# drilltrouble 15n20



## Sabaki (Nov 17, 2013)

I have serious troble drilling holes in 15n20, 3-5mm, i have tried 200-700rpm with coolingfluid and with different force but nothing seems working?
Steels like 01 and AEB-L is a pice of cake compared to this 15n20...?

Fortunately i know how to resharp my drills and to stop drilling before they turn blue :knife: otherwise i had to buy drills by the hundreds.

any tips would be appreciated!


----------



## John N (Nov 17, 2013)

Ive never had a problem drilling it, it should be much easier than O1 to drill (the Mn makes O1 harden just by looking at it!) 

If in doubt I run slow with a lot of pressure. If your not seeing swarf once the drill should have bitten, stop, regrind, try again


----------



## Sabaki (Nov 18, 2013)

ok i will try apply more pressure and keep the swarf even, thank's for the tip!


----------



## TB_London (Nov 18, 2013)

Are you sure it's in annealed condition?


----------



## Justin0505 (Nov 18, 2013)

Sounds like it isn't annealed. Can you easily scratch it with a hacksaw blade or file?


----------



## Sabaki (Nov 18, 2013)

yes it should be annealed, i often use the file with no trouble but now that you guys have mentioned it i'll trow it in my owen and normalize to see if there is any difference.
when hardened the file dont scratch it anymore


----------



## JMJones (Nov 18, 2013)

I file will scratch a properly heat treated blade in most instances as the working harness of this steel is softer than the working hardness of a file. If the 15n20 was previously used, such as in a big saw blade, that is what you should expect. I file will usually not scratch on a blade that his hardened, but not yet tempered.

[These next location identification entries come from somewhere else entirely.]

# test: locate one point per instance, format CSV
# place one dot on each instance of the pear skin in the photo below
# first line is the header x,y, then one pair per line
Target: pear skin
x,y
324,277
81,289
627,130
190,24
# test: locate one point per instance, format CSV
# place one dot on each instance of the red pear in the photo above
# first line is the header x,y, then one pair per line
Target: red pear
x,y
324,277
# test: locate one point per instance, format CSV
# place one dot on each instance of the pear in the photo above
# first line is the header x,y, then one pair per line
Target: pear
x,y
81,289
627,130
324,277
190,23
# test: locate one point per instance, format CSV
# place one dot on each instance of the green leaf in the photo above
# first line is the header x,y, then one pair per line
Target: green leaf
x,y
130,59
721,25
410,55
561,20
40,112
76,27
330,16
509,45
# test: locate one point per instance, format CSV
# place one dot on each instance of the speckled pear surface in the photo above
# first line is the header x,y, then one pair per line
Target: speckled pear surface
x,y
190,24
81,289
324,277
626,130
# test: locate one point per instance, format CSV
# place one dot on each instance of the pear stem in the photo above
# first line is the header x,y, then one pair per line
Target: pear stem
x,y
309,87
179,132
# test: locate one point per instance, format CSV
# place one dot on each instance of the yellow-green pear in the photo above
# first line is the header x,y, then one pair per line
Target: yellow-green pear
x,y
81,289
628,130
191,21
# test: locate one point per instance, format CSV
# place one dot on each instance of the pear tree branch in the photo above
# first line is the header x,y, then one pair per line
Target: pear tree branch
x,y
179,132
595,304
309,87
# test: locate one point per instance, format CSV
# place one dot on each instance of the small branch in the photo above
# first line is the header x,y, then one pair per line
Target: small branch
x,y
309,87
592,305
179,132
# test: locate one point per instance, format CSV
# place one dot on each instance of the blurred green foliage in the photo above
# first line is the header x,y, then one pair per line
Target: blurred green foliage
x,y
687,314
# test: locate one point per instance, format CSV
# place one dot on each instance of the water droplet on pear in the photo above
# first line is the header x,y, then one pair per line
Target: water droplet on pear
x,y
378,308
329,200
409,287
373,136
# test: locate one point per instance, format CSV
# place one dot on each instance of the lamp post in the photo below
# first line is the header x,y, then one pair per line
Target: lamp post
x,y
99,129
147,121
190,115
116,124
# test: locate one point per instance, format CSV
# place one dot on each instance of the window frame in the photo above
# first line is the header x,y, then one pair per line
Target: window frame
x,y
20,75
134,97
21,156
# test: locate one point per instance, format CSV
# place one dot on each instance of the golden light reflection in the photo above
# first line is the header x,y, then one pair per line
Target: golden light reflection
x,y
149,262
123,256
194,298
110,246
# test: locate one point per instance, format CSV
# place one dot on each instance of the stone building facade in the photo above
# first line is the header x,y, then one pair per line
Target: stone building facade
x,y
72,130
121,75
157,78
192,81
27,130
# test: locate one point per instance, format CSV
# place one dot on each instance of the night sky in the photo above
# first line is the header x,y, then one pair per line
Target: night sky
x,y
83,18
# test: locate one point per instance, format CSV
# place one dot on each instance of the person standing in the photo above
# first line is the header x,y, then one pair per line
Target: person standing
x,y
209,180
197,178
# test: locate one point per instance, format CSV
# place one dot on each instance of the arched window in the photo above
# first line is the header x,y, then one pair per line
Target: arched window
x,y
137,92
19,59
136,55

I have to normalize the 15n20 that I got from a bandsaw blade.


----------



## Sabaki (Nov 19, 2013)

The strips and sheets i bought from company are all new-produced so i guess they should be in annealed state?
I tried using more force and all of a sudden things went very smoth vith even swarf:doublethumbsup:
Was hoping i didnt had to put them trough a long soft-annealing process

more force overcame that little squeaksound it sometime gave off... i've been drilling like a sissy:O

Thank you for helping me!


----------